Gaining influence takes time in U.S. House

When he arrived at the U.S. Capitol in January 2001
as a newly elected House member, Rep. James R. Langevin, D-R.I., understood that helping Rhode Islanders solve problems was a big part of the job.

After a shooting accident in 1980 ended his hopes of becoming a police officer, he slowly climbed the local political ranks. Langevin served six terms as a Warwick state representative and then six years as secretary of state before shifting his sights to Washington, D.C.

“I knew that when people turned to my office, it was because they needed help breaking through roadblocks and making government work like it should,” said Langevin, whose decision not to seek reelection has a bevy of eager candidates vying to replace him.

What Langevin didn’t know in 2001 as an eager freshman was how he’d end up making his mark in the chamber or if he’d even stay long enough to get the chance.

In November, 2nd Congressional District voters will elect a new representative. The winner will have his or her own ideas about the job, motivations and challenges as the newest face in the state’s tiny, four-member congressional delegation.

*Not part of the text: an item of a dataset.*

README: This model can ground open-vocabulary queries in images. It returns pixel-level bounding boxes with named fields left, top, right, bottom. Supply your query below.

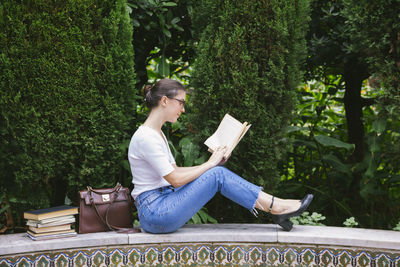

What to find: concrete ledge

Joy Fox, center, a Democrat candidate, is seeking Rep. Jim Langevin’s seat and was speaking with Tony Estrella, artistic director, and Amy Gravell, managing director, at the Gamm Theatre in Warwick.

The crowded Democratic side includes R.I. Treasurer Seth Magaziner; former Providence City Councilor and state Rep. David Segal; Joy E. Fox, CEO of Fox Group LLC, doing business as Clarendon Group II; Refugee Dream Center founder Omar Bah; and Sarah Morgenthau, former deputy assistant secretary for travel and tourism with the U.S. Department of Commerce.

Allan W. Fung, former Cranston mayor and two-time gubernatorial candidate, and former Cranston state Rep. Robert Lancia are each looking to become Rhode Island’s first Republican U.S. House member since Ronald K. Machtley – the former longtime Bryant University president – served six years in Washington through 1995.

VOICING VIEWS: Former Cranston Mayor Allan W. Fung, center, speaks with constituents at the Cranston Spring Festival on Sockanosset Cross Road on May 14. Fung says his ability to “earn people’s trust” and serve as a “mainstream” voice will help him stand out if elected to the U.S. House. PBN PHOTO/JAMES BESSETTE

Like most congressional candidates, all seven understand that listening to and being an advocate for constituents is important. But they differ on what they see as their strengths and what they hope to prioritize and focus on if elected.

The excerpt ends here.